I coughed, waving away the smoke in front of me. Then I went up, took his cigarette from him, and putting it out on his counter. "Go ahead an plan your death in those nicotine sticks, but don't bring me down with you second handedly." I shook my head, narrowing my eyes up to him.

"Why, of all people, did you have to get assigned to me?" He asked sharply, basically going back on what he said on the first day I shadowed him.

"Why, of all actors, did I have to get assigned to you?" I retorted back with the same tone.

Our faces were growing close, as we kept trying to one-up each other. Finally we were centimeters from one another. I could feel his breath from his lips on mine. His eyes kept flickering from my own, to my lips, and back; his expression growing softer. I allowed him to lean into where if I had puckered my lips, each of ours would touch, then I spoke.

"You're not going to break me, Alexander. I know what's right, what's wrong, and what's just plain ridiculous.

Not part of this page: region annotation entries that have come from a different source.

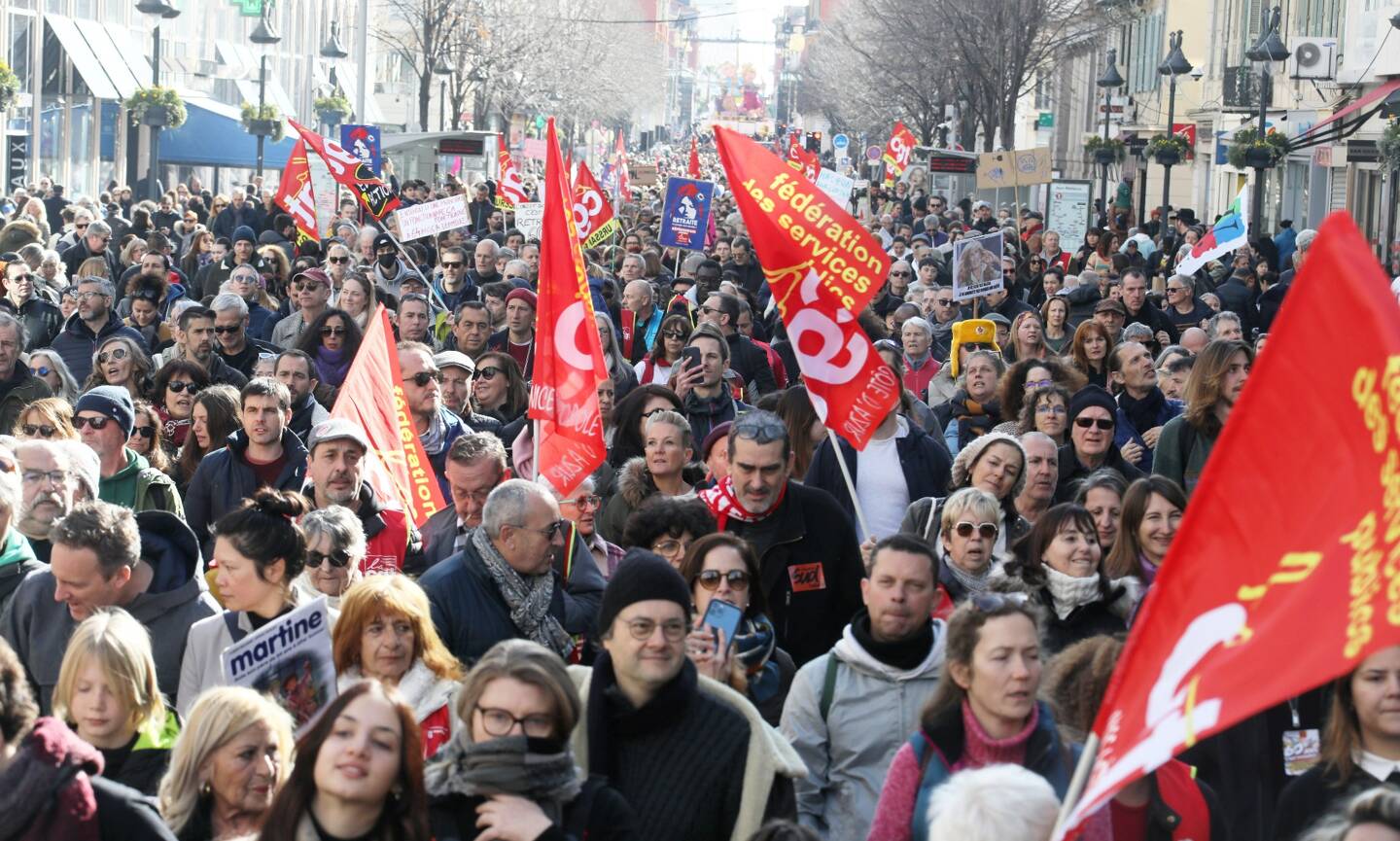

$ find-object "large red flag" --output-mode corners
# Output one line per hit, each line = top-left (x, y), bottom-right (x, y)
(287, 119), (399, 220)
(496, 134), (529, 210)
(1062, 213), (1400, 835)
(273, 140), (321, 245)
(714, 126), (901, 449)
(529, 118), (608, 497)
(331, 303), (446, 526)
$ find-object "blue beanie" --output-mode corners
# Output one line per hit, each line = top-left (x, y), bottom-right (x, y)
(73, 385), (136, 438)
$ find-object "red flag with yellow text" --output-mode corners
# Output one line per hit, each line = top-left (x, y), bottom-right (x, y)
(331, 303), (446, 526)
(714, 126), (903, 449)
(529, 118), (608, 497)
(1062, 213), (1400, 837)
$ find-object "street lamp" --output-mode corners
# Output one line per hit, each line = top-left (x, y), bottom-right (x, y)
(1095, 48), (1123, 227)
(136, 0), (179, 200)
(248, 0), (281, 178)
(1244, 6), (1289, 236)
(1159, 29), (1193, 236)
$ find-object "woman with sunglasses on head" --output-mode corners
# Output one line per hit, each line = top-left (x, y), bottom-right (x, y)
(152, 360), (210, 450)
(332, 576), (462, 758)
(868, 585), (1078, 841)
(681, 533), (796, 726)
(10, 398), (79, 440)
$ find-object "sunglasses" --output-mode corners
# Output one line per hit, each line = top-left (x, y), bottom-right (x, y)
(696, 570), (749, 590)
(73, 417), (112, 430)
(954, 520), (999, 541)
(306, 548), (350, 570)
(407, 370), (442, 389)
(1073, 417), (1116, 431)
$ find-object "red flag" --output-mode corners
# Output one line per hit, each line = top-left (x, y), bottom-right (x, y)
(884, 123), (914, 181)
(331, 303), (446, 526)
(273, 140), (321, 245)
(529, 118), (608, 497)
(287, 119), (399, 220)
(496, 134), (529, 210)
(1066, 213), (1400, 829)
(573, 161), (618, 248)
(714, 126), (901, 449)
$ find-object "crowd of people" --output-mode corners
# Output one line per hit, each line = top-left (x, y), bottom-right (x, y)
(0, 137), (1400, 841)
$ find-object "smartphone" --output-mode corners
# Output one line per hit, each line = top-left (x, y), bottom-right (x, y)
(701, 599), (744, 646)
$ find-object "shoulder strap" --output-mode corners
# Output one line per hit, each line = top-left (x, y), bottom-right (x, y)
(818, 652), (841, 723)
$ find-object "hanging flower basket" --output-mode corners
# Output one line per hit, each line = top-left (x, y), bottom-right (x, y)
(1225, 128), (1288, 169)
(242, 102), (287, 143)
(122, 87), (189, 128)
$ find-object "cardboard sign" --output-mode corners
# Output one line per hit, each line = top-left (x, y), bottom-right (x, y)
(954, 232), (1006, 300)
(222, 598), (336, 735)
(397, 193), (472, 239)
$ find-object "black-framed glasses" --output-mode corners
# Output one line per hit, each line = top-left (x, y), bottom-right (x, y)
(476, 707), (554, 739)
(954, 520), (1001, 541)
(696, 570), (749, 590)
(306, 548), (350, 570)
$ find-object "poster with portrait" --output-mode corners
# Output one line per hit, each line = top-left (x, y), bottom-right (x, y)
(954, 232), (1006, 300)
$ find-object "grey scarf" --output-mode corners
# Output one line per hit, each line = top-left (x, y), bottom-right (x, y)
(472, 529), (574, 657)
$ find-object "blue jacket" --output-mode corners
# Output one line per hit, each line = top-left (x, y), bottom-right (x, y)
(185, 428), (306, 558)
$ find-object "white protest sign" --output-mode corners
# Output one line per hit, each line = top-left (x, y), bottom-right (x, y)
(395, 193), (472, 239)
(222, 598), (336, 735)
(515, 201), (544, 239)
(817, 169), (856, 204)
(954, 233), (1006, 300)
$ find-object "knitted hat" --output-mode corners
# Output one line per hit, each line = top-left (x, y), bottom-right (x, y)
(1069, 385), (1119, 424)
(598, 548), (691, 634)
(506, 288), (539, 309)
(73, 385), (136, 438)
(949, 318), (1001, 379)
(948, 433), (1027, 500)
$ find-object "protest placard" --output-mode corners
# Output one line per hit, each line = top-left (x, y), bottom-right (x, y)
(223, 598), (337, 735)
(954, 233), (1005, 300)
(398, 193), (472, 239)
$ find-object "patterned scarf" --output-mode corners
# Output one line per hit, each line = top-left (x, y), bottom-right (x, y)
(472, 529), (574, 659)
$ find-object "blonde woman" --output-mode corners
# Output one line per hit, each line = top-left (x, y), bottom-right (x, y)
(157, 685), (293, 841)
(53, 608), (179, 795)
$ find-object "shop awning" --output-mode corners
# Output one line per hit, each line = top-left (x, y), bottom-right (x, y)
(44, 14), (118, 99)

That last one would be you." I pointed at him, then dropped down to my regular level from my tip toes. With that, I turned around, and stormed out.

*

○Alex○

I watched as Kayla walked out of my townhouse, exasperated, irked, and just plain peeved. Why had I yelled at her like that? I didn't understand myself sometimes, but I sure as heck didn't understand her. One minute she'll be happy a bubbly, and next she'll be lethal. How could she be so bi-polar?